Journal of Molecular Biology
Volume 283, Issue 2, 23 October 1998, Pages 507-526
Journal home page for Journal of Molecular Biology

Regular article
Protein structure prediction by threading. why it works and why it does not1

https://doi.org/10.1006/jmbi.1998.2092Get rights and content

Abstract

We developed a novel Monte Carlo threading algorithm which allows gaps and insertions both in the template structure and threaded sequence. The algorithm is able to find the optimal sequence-structure alignment and sample suboptimal alignments. Using our algorithm we performed sequence-structure alignments for a number of examples for three protein folds (ubiquitin, immunoglobulin and globin) using both “ideal” set of potentials (optimized to provide the best Z-score for a given protein) and more realistic knowledge-based potentials. Two physically different scenarios emerged. If a template structure is similar to the native one (within 2 Å RMS), then (i) the optimal threading alignment is correct and robust with respect to deviations of the potential from the “ideal” one; (ii) suboptimal alignments are very similar to the optimal one; (iii) as Monte Carlo temperature decreases a sharp cooperative transition to the optimal alignment is observed. In contrast, if the template structure is only moderately close to the native structure (RMS greater than 3.5 Å), then (i) the optimal alignment changes dramatically when an “ideal” potential is substituted by the real one; (ii) the structures of suboptimal alignments are very different from the optimal one, reducing the reliability of the alignment; (iii) the transition to the apparently optimal alignment is non-cooperative. In the intermediate cases when the RMS between the template and the native conformations is in the range between 2 Å and 3.5 Å, the success of threading alignment may depend on the quality of potentials used.

These results are rationalized in terms of a threading free energy landscape. Possible ways to overcome the fundamental limitations of threading are discussed briefly.

Introduction

The problem of predicting protein conformation from sequences is of great importance and has drawn a lot of attention recently (see e.g. Moult et al 1997, Shakhnovich 1997a, Finkelstein 1997, Jones 1997, Levitt 1997) with hundreds of papers from dozens of groups.

A most desirable solution to the problem is to find a model and an algorithm that stimulate folding of a protein pretty much in a way that mimics natural protein folding and converges to the native conformation.
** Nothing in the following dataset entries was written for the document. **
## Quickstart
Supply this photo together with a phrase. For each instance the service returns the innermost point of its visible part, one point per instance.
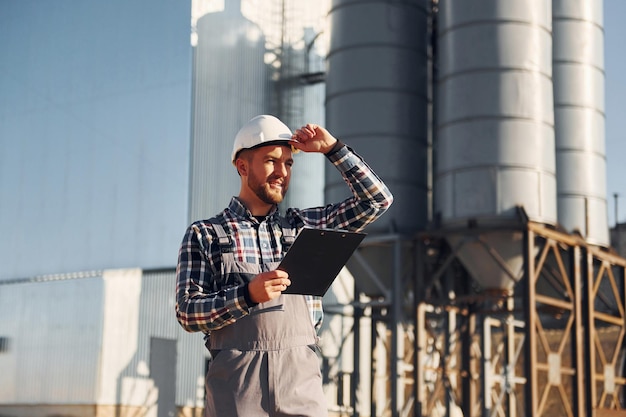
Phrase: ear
(242, 167)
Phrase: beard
(265, 192)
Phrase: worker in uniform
(263, 342)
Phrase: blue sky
(615, 68)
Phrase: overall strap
(289, 233)
(225, 240)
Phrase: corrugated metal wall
(86, 339)
(94, 134)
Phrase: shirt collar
(237, 208)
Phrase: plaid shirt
(205, 303)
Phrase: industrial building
(492, 287)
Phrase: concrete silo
(377, 100)
(578, 66)
(231, 85)
(495, 130)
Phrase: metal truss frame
(551, 345)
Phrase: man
(262, 341)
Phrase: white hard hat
(260, 131)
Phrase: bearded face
(269, 172)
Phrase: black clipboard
(316, 257)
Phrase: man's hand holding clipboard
(316, 258)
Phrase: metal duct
(578, 67)
(495, 134)
(377, 102)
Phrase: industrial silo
(578, 67)
(377, 102)
(495, 131)
(231, 85)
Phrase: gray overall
(263, 364)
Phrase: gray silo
(578, 67)
(495, 128)
(377, 101)
(232, 85)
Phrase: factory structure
(493, 285)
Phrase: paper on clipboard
(316, 257)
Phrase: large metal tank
(494, 134)
(231, 85)
(578, 67)
(377, 102)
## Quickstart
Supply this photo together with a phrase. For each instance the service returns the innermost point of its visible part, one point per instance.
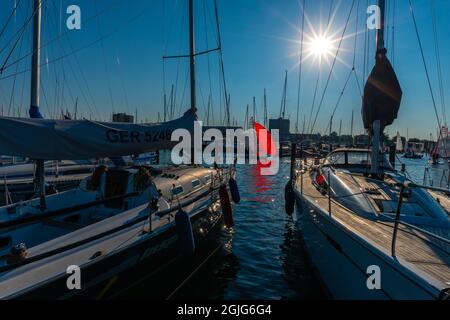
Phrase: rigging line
(424, 63)
(332, 66)
(177, 78)
(80, 69)
(314, 99)
(300, 64)
(23, 80)
(11, 99)
(24, 26)
(64, 56)
(16, 5)
(102, 46)
(339, 99)
(210, 100)
(3, 66)
(319, 73)
(122, 82)
(222, 68)
(59, 37)
(366, 49)
(356, 35)
(438, 59)
(394, 10)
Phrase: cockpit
(354, 158)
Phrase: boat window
(5, 242)
(359, 158)
(195, 183)
(177, 190)
(337, 158)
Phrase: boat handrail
(51, 214)
(398, 222)
(103, 234)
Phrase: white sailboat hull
(342, 258)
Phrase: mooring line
(194, 272)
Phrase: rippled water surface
(263, 257)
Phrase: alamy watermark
(237, 146)
(73, 22)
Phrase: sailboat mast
(35, 61)
(376, 126)
(380, 33)
(192, 55)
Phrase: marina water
(262, 257)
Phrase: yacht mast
(192, 55)
(34, 94)
(36, 61)
(376, 126)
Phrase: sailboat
(361, 219)
(399, 144)
(122, 223)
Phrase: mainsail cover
(43, 139)
(399, 143)
(382, 94)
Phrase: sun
(320, 46)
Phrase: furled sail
(399, 144)
(43, 139)
(382, 94)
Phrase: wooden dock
(414, 247)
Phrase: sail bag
(382, 94)
(44, 139)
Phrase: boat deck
(413, 247)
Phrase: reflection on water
(262, 258)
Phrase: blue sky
(260, 38)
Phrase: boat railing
(397, 222)
(444, 180)
(101, 235)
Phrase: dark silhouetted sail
(382, 94)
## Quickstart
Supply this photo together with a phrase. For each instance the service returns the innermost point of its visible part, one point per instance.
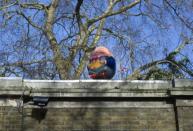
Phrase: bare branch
(107, 14)
(29, 20)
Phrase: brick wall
(96, 105)
(132, 119)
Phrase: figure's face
(97, 61)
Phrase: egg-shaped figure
(101, 65)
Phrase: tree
(53, 39)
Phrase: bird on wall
(102, 64)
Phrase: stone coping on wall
(109, 93)
(96, 88)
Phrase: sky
(151, 37)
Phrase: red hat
(101, 50)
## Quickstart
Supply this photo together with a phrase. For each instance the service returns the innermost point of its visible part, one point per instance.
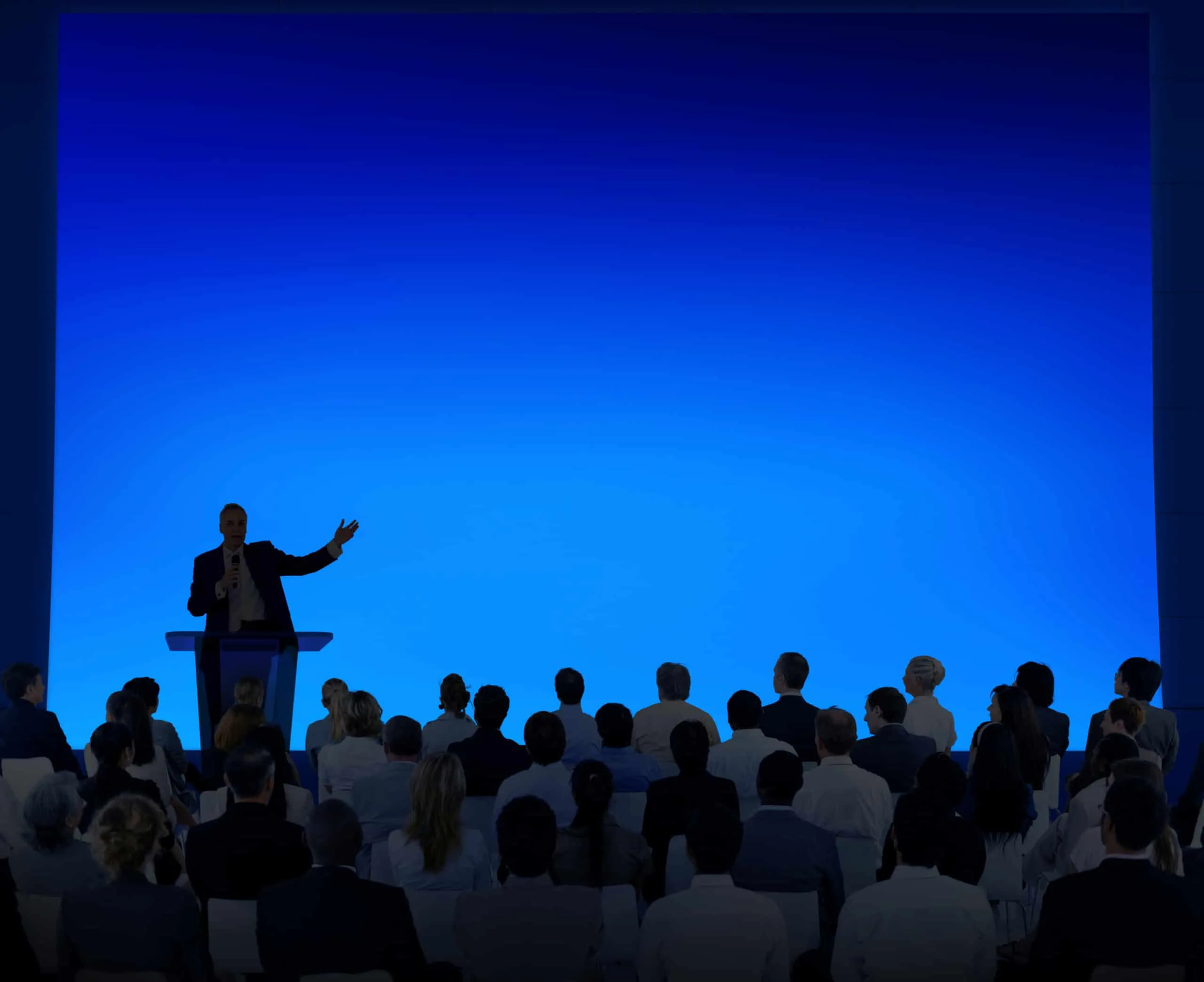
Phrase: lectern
(224, 658)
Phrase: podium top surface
(308, 641)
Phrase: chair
(233, 942)
(628, 809)
(802, 914)
(434, 912)
(40, 920)
(22, 773)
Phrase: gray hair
(50, 804)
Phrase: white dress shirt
(547, 781)
(846, 800)
(918, 925)
(714, 932)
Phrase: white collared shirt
(714, 932)
(918, 925)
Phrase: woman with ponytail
(595, 851)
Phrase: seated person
(595, 851)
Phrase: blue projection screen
(626, 340)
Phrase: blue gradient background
(626, 340)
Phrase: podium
(224, 658)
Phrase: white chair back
(802, 914)
(628, 809)
(23, 773)
(233, 942)
(40, 920)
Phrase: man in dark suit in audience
(1126, 912)
(792, 719)
(891, 753)
(489, 757)
(672, 801)
(330, 921)
(250, 848)
(29, 732)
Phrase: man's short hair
(673, 682)
(334, 834)
(891, 702)
(247, 768)
(745, 710)
(1138, 811)
(404, 737)
(836, 730)
(570, 686)
(794, 669)
(18, 678)
(614, 723)
(527, 835)
(714, 837)
(545, 738)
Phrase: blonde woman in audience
(435, 850)
(925, 715)
(358, 754)
(95, 926)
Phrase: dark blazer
(132, 926)
(670, 804)
(792, 720)
(1125, 912)
(894, 755)
(247, 849)
(27, 731)
(267, 565)
(489, 759)
(330, 921)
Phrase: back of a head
(714, 835)
(334, 834)
(527, 835)
(545, 737)
(614, 723)
(690, 745)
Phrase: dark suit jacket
(670, 804)
(235, 856)
(792, 720)
(1124, 912)
(267, 565)
(489, 759)
(27, 731)
(894, 755)
(330, 921)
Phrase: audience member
(53, 861)
(453, 725)
(582, 740)
(130, 925)
(654, 725)
(792, 719)
(487, 756)
(890, 751)
(672, 801)
(594, 850)
(329, 920)
(27, 731)
(925, 716)
(839, 796)
(715, 929)
(633, 772)
(436, 850)
(1125, 912)
(919, 923)
(546, 778)
(235, 856)
(530, 929)
(358, 754)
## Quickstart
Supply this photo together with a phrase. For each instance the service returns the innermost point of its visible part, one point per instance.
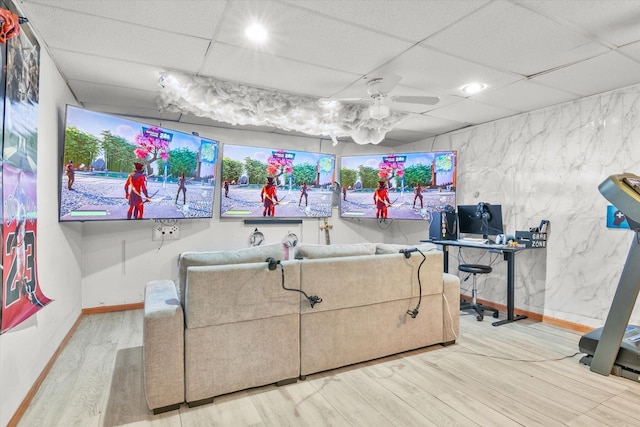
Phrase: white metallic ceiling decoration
(239, 104)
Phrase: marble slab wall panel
(548, 164)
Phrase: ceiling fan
(378, 89)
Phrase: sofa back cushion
(368, 280)
(224, 294)
(309, 251)
(393, 248)
(240, 256)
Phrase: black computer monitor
(483, 218)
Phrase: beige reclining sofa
(234, 321)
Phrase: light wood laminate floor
(519, 374)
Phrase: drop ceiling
(531, 54)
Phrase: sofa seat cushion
(309, 251)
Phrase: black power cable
(407, 254)
(313, 299)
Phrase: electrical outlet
(166, 232)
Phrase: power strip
(166, 232)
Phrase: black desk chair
(473, 304)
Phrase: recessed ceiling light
(256, 33)
(473, 88)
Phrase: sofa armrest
(451, 307)
(163, 346)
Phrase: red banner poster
(21, 293)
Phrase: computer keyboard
(473, 240)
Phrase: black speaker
(443, 226)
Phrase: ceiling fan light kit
(378, 110)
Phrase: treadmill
(615, 348)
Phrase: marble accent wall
(548, 164)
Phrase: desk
(509, 253)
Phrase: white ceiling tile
(108, 71)
(113, 95)
(524, 96)
(596, 75)
(471, 112)
(434, 125)
(205, 121)
(191, 17)
(631, 50)
(429, 70)
(407, 19)
(111, 51)
(309, 37)
(77, 32)
(613, 21)
(264, 71)
(134, 113)
(509, 37)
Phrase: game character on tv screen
(303, 193)
(70, 171)
(269, 198)
(182, 187)
(417, 194)
(381, 200)
(134, 188)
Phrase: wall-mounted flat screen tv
(119, 169)
(262, 182)
(398, 186)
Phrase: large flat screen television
(398, 186)
(119, 169)
(260, 182)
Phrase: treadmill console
(623, 191)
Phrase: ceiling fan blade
(427, 100)
(344, 99)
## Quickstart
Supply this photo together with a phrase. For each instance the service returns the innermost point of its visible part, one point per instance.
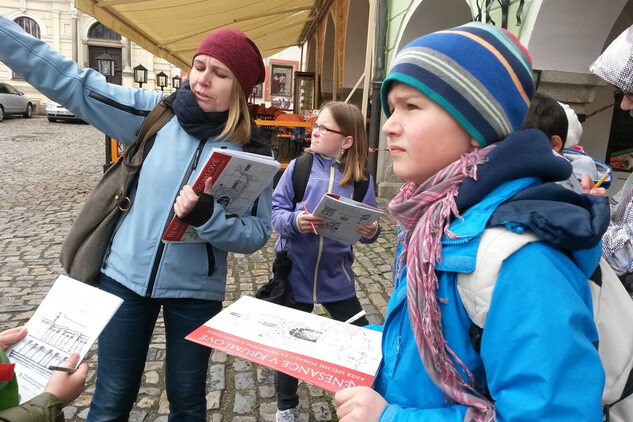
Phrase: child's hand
(11, 336)
(359, 404)
(304, 219)
(587, 185)
(67, 387)
(368, 230)
(187, 198)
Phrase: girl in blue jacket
(454, 101)
(322, 267)
(186, 281)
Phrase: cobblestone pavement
(46, 172)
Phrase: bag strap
(475, 288)
(155, 120)
(301, 174)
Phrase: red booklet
(238, 179)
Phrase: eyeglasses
(324, 130)
(628, 95)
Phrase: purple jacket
(321, 267)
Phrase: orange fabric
(289, 117)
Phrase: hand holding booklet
(238, 179)
(69, 319)
(327, 353)
(342, 216)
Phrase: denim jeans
(123, 347)
(286, 385)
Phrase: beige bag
(84, 248)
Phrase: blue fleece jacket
(539, 344)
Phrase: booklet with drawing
(342, 216)
(69, 319)
(238, 179)
(327, 353)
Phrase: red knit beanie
(233, 48)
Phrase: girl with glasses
(322, 267)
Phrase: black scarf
(195, 121)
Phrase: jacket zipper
(318, 261)
(161, 246)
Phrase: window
(281, 81)
(103, 32)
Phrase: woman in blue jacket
(321, 267)
(186, 280)
(450, 97)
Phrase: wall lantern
(161, 80)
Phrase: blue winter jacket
(181, 270)
(539, 345)
(321, 267)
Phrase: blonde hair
(238, 123)
(351, 122)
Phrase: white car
(55, 111)
(13, 102)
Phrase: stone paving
(46, 172)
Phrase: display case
(304, 95)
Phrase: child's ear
(557, 143)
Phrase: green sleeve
(43, 408)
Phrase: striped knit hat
(480, 74)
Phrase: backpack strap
(301, 174)
(495, 246)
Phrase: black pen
(62, 368)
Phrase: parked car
(55, 111)
(13, 102)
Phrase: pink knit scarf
(423, 213)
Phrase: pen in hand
(62, 368)
(308, 212)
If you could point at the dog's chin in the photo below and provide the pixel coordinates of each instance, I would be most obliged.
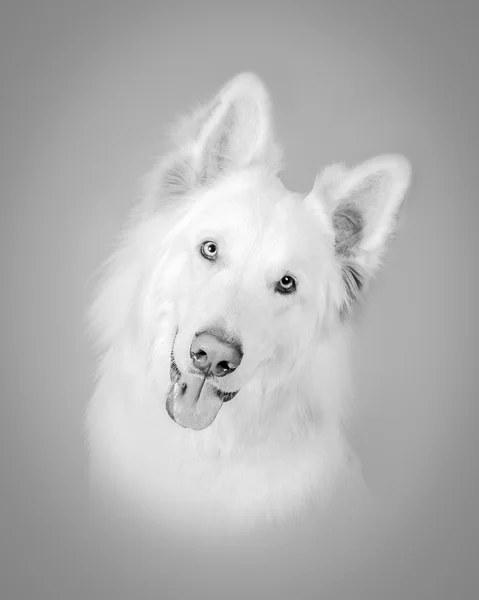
(192, 400)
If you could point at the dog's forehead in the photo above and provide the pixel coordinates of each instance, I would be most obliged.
(252, 202)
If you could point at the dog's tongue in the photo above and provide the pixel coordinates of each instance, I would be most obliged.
(191, 403)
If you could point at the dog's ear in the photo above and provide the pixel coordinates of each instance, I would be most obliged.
(232, 132)
(361, 205)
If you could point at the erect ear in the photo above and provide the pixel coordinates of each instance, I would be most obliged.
(231, 132)
(362, 205)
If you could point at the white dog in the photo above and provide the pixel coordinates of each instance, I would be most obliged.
(223, 322)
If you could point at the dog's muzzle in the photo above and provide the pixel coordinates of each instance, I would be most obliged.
(193, 401)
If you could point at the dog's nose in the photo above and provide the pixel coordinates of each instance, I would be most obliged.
(214, 354)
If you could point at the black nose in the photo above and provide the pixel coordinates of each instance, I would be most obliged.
(215, 354)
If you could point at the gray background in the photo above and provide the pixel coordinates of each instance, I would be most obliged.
(87, 89)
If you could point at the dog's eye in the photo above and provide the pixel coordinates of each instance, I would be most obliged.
(209, 250)
(286, 285)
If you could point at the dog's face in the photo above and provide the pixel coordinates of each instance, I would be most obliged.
(253, 277)
(257, 270)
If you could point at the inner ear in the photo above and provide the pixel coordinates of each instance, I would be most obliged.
(348, 226)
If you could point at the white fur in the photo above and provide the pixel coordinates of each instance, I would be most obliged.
(279, 443)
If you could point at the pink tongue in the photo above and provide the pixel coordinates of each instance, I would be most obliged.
(191, 403)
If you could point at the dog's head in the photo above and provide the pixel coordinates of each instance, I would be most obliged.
(254, 273)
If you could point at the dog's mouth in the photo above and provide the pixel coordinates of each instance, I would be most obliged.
(193, 401)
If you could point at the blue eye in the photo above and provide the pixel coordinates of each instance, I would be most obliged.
(286, 285)
(209, 250)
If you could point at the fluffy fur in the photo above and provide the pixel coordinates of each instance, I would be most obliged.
(279, 443)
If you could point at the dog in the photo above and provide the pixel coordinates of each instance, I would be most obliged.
(223, 321)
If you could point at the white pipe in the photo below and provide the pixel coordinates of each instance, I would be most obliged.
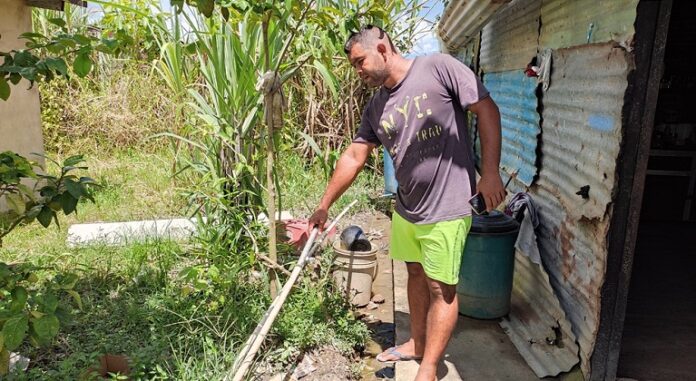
(252, 345)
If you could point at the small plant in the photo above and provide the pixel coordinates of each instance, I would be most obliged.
(30, 309)
(56, 194)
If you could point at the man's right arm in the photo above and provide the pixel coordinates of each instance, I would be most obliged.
(349, 165)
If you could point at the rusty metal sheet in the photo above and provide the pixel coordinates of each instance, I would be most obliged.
(510, 39)
(570, 23)
(515, 95)
(537, 323)
(582, 126)
(462, 20)
(574, 254)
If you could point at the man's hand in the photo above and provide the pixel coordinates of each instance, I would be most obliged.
(318, 219)
(491, 188)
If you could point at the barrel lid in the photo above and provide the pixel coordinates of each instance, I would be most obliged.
(494, 222)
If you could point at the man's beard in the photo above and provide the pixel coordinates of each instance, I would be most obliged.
(376, 78)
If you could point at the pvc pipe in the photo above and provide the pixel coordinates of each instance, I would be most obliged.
(252, 345)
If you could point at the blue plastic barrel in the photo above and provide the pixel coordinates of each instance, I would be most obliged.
(485, 276)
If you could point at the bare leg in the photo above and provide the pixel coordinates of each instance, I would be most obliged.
(418, 302)
(442, 318)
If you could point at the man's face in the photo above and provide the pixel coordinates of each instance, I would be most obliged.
(369, 64)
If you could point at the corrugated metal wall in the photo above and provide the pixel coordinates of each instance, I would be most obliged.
(581, 133)
(515, 94)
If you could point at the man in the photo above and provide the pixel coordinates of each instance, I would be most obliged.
(419, 115)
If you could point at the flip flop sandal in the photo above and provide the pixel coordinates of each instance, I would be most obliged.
(399, 356)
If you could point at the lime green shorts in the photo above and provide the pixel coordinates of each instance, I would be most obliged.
(437, 247)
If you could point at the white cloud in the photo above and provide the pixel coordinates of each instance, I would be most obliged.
(426, 39)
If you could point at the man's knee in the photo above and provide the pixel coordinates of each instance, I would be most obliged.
(415, 269)
(439, 290)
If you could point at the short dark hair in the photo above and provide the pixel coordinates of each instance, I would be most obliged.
(364, 36)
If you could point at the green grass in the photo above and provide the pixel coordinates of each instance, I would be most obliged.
(303, 185)
(179, 311)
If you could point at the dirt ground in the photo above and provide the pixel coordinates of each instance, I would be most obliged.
(327, 364)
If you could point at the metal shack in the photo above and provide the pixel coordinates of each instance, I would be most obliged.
(577, 83)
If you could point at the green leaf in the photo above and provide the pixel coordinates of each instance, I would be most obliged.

While some success along these lines has been documented (Kolinski & Skolnick, 1994), this approach encounters a number of serious technical difficulties, making ab initio structure prediction hardly feasible now and perhaps in the foreseeable future Finkelstein 1997, Ortiz et al 1998, Mirny and Shakhnovich 1996. The main reason for such a reclusion was discussed by Shakhnovich 1997a, Finkelstein 1997, Mirny and Shakhnovich 1996: a “good” folding model must be detailed enough to reproduce energetics faithfully and yet simple enough to be computationally feasible, a blend that has not been reached yet.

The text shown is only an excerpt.